2017 produzierte Ada Solomon 5 Streifen — 3 Spielfilme und 2 Dokumentationen, die als wichtigste rumänische Filmproduktionen des Jahres gelten: Un pas în urma serafimilor“ (Einen Schritt hinter den Seraphim“), Drehbuch und Regie Daniel Sandu, Mariţa“, Regie Cristi Iftime, Ţară moartă“ (Totes Land“), Regie Radu Jude, Ouăle lui Tarzan“ (Tarzans Eier“), Regie Alexandru Solomon, Soldaţii. O poveste din Ferentari“ (Soldaten. Eine Geschichte aus Ferentari“), das Debütspielfilm der Regisseurin Ivana Mladenović. Ada Solomon über ihre Produktionen:



Bei der Auswahl meiner Filmproduktionen orientiere ich mich nach den Menschen, die diese Filme machen wollen. Die Art und Weise, wie ich mir die Leute aussuche, hängt davon ab, wie ich die Welt sehe, welche gemeinsame Werte ich mit diesen Menschen teile. Ich könnte nie mit jemandem zusammenarbeiten, wenn wir nicht dasselbe Wertesystem haben. Wenn ich über die Produktionen des Jahres 2017 nachdenke, so kann ich sagen, dass die Regisseure und ich viel Gemeinsames haben. Vor allem die Art und Weise, wie wir die Welt sehen und sie dem Publikum zeigen wollen.
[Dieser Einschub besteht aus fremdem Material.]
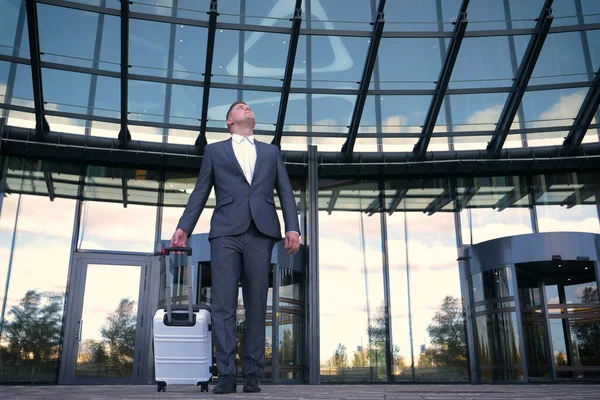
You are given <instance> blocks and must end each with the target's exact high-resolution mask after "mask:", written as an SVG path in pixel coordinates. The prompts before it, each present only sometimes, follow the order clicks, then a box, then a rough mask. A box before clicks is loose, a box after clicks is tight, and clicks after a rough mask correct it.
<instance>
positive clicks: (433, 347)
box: [419, 296, 467, 370]
mask: <svg viewBox="0 0 600 400" xmlns="http://www.w3.org/2000/svg"><path fill="white" fill-rule="evenodd" d="M427 333H429V338H430V341H431V347H430V348H429V349H427V350H426V352H427V353H429V354H428V356H430V357H431V361H432V362H433V363H434V364H435V366H437V367H454V368H464V369H465V370H466V368H467V345H466V342H467V341H466V333H465V321H464V317H463V312H462V307H461V304H460V300H459V299H457V298H456V297H453V296H446V297H445V298H444V300H443V301H442V304H441V306H440V309H439V310H438V311H436V313H435V315H434V316H433V319H432V321H431V324H430V325H429V326H428V327H427ZM419 364H420V363H419Z"/></svg>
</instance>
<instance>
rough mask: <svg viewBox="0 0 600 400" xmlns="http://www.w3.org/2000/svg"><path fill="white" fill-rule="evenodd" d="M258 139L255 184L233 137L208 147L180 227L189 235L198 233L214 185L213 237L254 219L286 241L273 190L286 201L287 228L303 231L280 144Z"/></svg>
mask: <svg viewBox="0 0 600 400" xmlns="http://www.w3.org/2000/svg"><path fill="white" fill-rule="evenodd" d="M254 143H255V146H256V164H255V168H254V176H253V179H252V185H250V184H248V181H247V180H246V178H245V177H244V172H243V171H242V168H241V166H240V164H239V163H238V161H237V159H236V157H235V153H234V152H233V146H232V143H231V139H228V140H225V141H222V142H217V143H212V144H209V145H207V146H206V147H205V148H204V157H203V158H202V165H201V166H200V174H199V176H198V180H197V181H196V186H195V188H194V190H193V191H192V194H191V195H190V198H189V200H188V203H187V205H186V207H185V210H184V212H183V215H182V216H181V218H180V220H179V224H178V225H177V228H181V229H183V230H185V231H186V232H187V233H188V237H189V236H190V235H191V233H192V232H193V231H194V227H195V226H196V223H197V222H198V218H199V217H200V214H201V213H202V210H203V209H204V206H205V205H206V201H207V199H208V196H209V194H210V192H211V190H212V187H213V186H214V188H215V194H216V197H217V203H216V206H215V209H214V212H213V216H212V219H211V222H210V232H209V235H208V238H209V240H210V239H213V238H216V237H219V236H230V235H239V234H241V233H244V232H246V230H247V229H248V227H249V225H250V221H251V220H252V219H254V223H255V224H256V227H257V228H258V230H259V231H260V232H262V233H264V234H265V235H268V236H271V237H273V238H275V239H276V240H281V226H280V224H279V218H278V217H277V213H276V209H275V201H274V200H273V190H274V189H276V190H277V195H278V196H279V200H280V202H281V208H282V211H283V220H284V223H285V231H286V232H288V231H296V232H298V233H300V227H299V224H298V215H297V210H296V201H295V200H294V194H293V191H292V185H291V184H290V180H289V177H288V175H287V171H286V170H285V166H284V164H283V160H282V158H281V154H280V152H279V148H278V147H277V146H275V145H272V144H267V143H263V142H259V141H257V140H255V141H254Z"/></svg>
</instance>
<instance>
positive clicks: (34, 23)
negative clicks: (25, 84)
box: [25, 0, 50, 140]
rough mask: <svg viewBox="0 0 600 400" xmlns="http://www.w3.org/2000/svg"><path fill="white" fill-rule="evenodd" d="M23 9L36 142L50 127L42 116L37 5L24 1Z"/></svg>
mask: <svg viewBox="0 0 600 400" xmlns="http://www.w3.org/2000/svg"><path fill="white" fill-rule="evenodd" d="M25 7H26V8H27V28H28V31H29V52H30V55H31V79H32V85H33V103H34V105H35V129H36V133H35V137H36V140H44V139H45V137H46V133H48V132H49V131H50V126H49V125H48V121H46V117H45V115H44V90H43V85H42V67H41V60H40V58H41V56H40V38H39V27H38V18H37V5H36V3H35V1H34V0H25Z"/></svg>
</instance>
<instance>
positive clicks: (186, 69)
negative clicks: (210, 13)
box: [169, 3, 224, 98]
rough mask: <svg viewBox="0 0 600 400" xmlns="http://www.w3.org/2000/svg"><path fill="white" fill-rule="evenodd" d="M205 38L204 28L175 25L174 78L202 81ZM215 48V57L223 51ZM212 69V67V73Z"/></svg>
mask: <svg viewBox="0 0 600 400" xmlns="http://www.w3.org/2000/svg"><path fill="white" fill-rule="evenodd" d="M207 6H208V3H207ZM171 31H172V29H171ZM217 32H218V30H217ZM169 36H170V35H169ZM207 36H208V33H207V30H206V28H199V27H196V26H186V25H175V50H174V51H175V53H174V56H173V57H174V58H173V77H174V78H178V79H189V80H193V81H203V80H204V69H205V66H206V51H205V50H204V49H205V47H206V45H205V43H206V40H207ZM216 48H217V49H219V50H218V51H216V52H215V55H216V54H218V53H220V52H221V50H224V48H223V47H216ZM214 68H215V67H214V65H213V71H214ZM200 98H202V96H200Z"/></svg>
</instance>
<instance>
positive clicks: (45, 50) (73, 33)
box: [37, 4, 100, 67]
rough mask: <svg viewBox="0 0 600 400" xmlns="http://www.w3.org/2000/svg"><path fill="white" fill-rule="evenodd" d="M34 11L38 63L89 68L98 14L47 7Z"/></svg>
mask: <svg viewBox="0 0 600 400" xmlns="http://www.w3.org/2000/svg"><path fill="white" fill-rule="evenodd" d="M37 10H38V21H39V22H38V29H39V41H40V51H41V53H42V54H41V60H42V61H48V62H55V63H61V64H69V65H77V66H82V67H92V64H93V59H94V49H95V42H96V32H97V29H98V20H99V15H100V14H96V13H92V12H88V11H81V10H74V9H70V8H66V7H54V6H49V5H46V4H38V6H37ZM57 26H58V27H60V28H59V29H57Z"/></svg>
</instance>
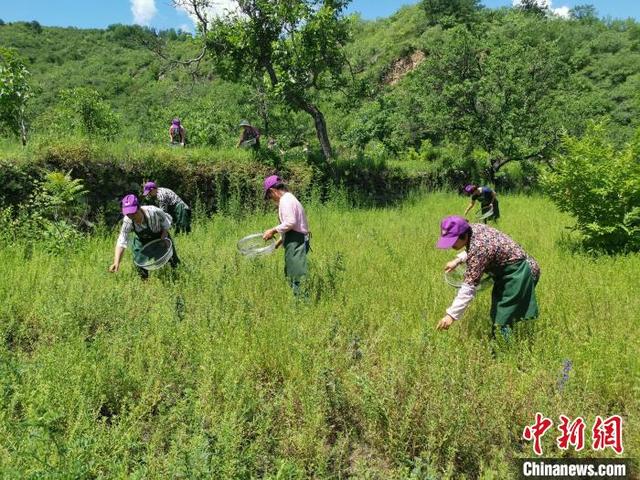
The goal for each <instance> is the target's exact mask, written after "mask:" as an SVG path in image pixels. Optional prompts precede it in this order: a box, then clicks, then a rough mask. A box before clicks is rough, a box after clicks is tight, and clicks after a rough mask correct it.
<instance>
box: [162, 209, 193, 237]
mask: <svg viewBox="0 0 640 480" xmlns="http://www.w3.org/2000/svg"><path fill="white" fill-rule="evenodd" d="M167 213H169V215H171V218H173V225H174V227H175V232H176V233H183V232H184V233H190V232H191V209H190V208H189V207H188V206H187V204H186V203H184V202H179V203H178V204H177V205H175V206H174V207H172V208H170V211H169V212H167Z"/></svg>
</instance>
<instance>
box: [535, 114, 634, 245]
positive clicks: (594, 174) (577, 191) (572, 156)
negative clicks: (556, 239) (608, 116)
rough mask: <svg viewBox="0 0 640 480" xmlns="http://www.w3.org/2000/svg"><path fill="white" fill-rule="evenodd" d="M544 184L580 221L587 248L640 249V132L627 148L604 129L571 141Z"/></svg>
mask: <svg viewBox="0 0 640 480" xmlns="http://www.w3.org/2000/svg"><path fill="white" fill-rule="evenodd" d="M564 150H565V151H564V153H563V154H562V155H561V156H560V158H559V159H558V160H557V162H556V163H555V165H554V168H553V170H551V171H549V172H547V173H546V174H545V175H543V177H542V182H543V185H544V187H545V189H546V190H547V192H548V193H549V195H550V196H551V198H552V199H553V200H554V202H555V203H556V204H557V205H558V207H559V208H560V210H562V211H564V212H568V213H570V214H571V215H573V217H575V219H576V228H577V229H578V230H579V231H580V232H581V233H582V234H583V236H584V245H585V246H586V247H587V248H588V249H591V250H598V251H605V252H620V251H638V250H640V130H639V131H638V133H637V135H636V137H635V139H634V140H633V141H632V142H631V143H629V144H628V145H627V146H625V147H623V148H622V149H616V148H615V147H614V146H613V144H612V143H611V142H610V140H609V137H608V135H607V133H606V128H605V126H604V125H601V124H600V125H595V124H594V125H592V126H591V127H590V128H589V130H588V132H587V133H586V134H585V135H584V136H583V137H582V138H569V137H568V138H566V139H565V140H564Z"/></svg>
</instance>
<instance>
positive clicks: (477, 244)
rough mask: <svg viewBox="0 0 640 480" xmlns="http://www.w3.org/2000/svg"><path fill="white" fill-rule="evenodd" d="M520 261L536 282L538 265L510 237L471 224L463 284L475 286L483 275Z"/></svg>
mask: <svg viewBox="0 0 640 480" xmlns="http://www.w3.org/2000/svg"><path fill="white" fill-rule="evenodd" d="M521 260H527V262H528V263H529V267H530V268H531V273H532V274H533V277H534V278H535V279H536V280H538V279H539V278H540V267H539V266H538V263H537V262H536V261H535V259H534V258H533V257H530V256H529V255H527V253H526V252H525V251H524V250H523V249H522V247H521V246H520V245H518V244H517V243H516V242H514V241H513V240H512V239H511V237H509V236H508V235H506V234H504V233H502V232H500V231H499V230H496V229H495V228H493V227H489V226H487V225H483V224H480V223H472V224H471V239H470V240H469V245H468V246H467V270H466V272H465V275H464V283H466V284H468V285H474V286H477V285H478V284H479V283H480V279H481V278H482V275H483V274H484V273H488V274H493V273H496V272H497V270H498V269H500V267H504V266H505V265H510V264H513V263H517V262H519V261H521Z"/></svg>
Selbstverständlich habe ich mir die Filme sehr sorgfältig ausgesucht, eine Filmproduktion kostet sehr viel Geld, und ich will mit meinen Filmproduktionen dem Publikum nicht blo‎ß anderthalb Stunden leichte Unterhaltung bieten. Ich empfinde es als meine Pflicht, dem Publikum viel mehr zu bieten — ein Thema für eine Debatte, eine Hinterfragung der eigenen Ansichten, eine Betrachtung der eigenen Stellung gegenüber der Welt, in der wir leben. Ob mir das gelingt oder nicht — das bleibt noch zu sehen. Ich tue aber, was ich am besten wei‎ß und kann, um Reaktionen und Diskussionen zu provozieren.“




2013 wurde Ada Solomon bei der Gala der Europäischen Filmakademie (EFA) in Berlin mit dem Europäischen Koproduktionspreis EURIMAGES ausgezeichnet. Ein Jahr später war sie Koproduzentin bei Maren Ades mehrfach ausgezeichnetem Spielfilm Toni Erdmann“. Die Weltpremiere hatte Toni Erdmann“ 2016 in Cannes, wo er mit dem Preis der Filmkritiker- und Filmjournalisten-Vereinigung FIPRESCI für den besten Film im offiziellen Wettbewerb ausgezeichnet wurde und auch ein Favorit der Filmkritiker für die Goldene Palme war. Der fast vollständig in Rumänien gedrehte Streifen erhielt eine Oscar-Nominierung 2017 und wurde von BBC Culture in die Liste der besten 100 Filme des 21. Jh. aufgenommen. Im Januar 2018 erhielt Ada Solomon den Preis der Organisation Central European Initiative für ihren Beitrag zum interkulturellen Dialog im Rahmen des Festivals Alpe Adria Trieste. Ada Solomon ist Vertriebsdirektorin bei microFILM und Initiatorin des internationalen Filmfestivals NexT. Sie ist auch Mitglied im Board der Europäischen Filmakademie und Koordinatorin für Rumänien bei European Audiovisual Entrepreneurs (EAVE).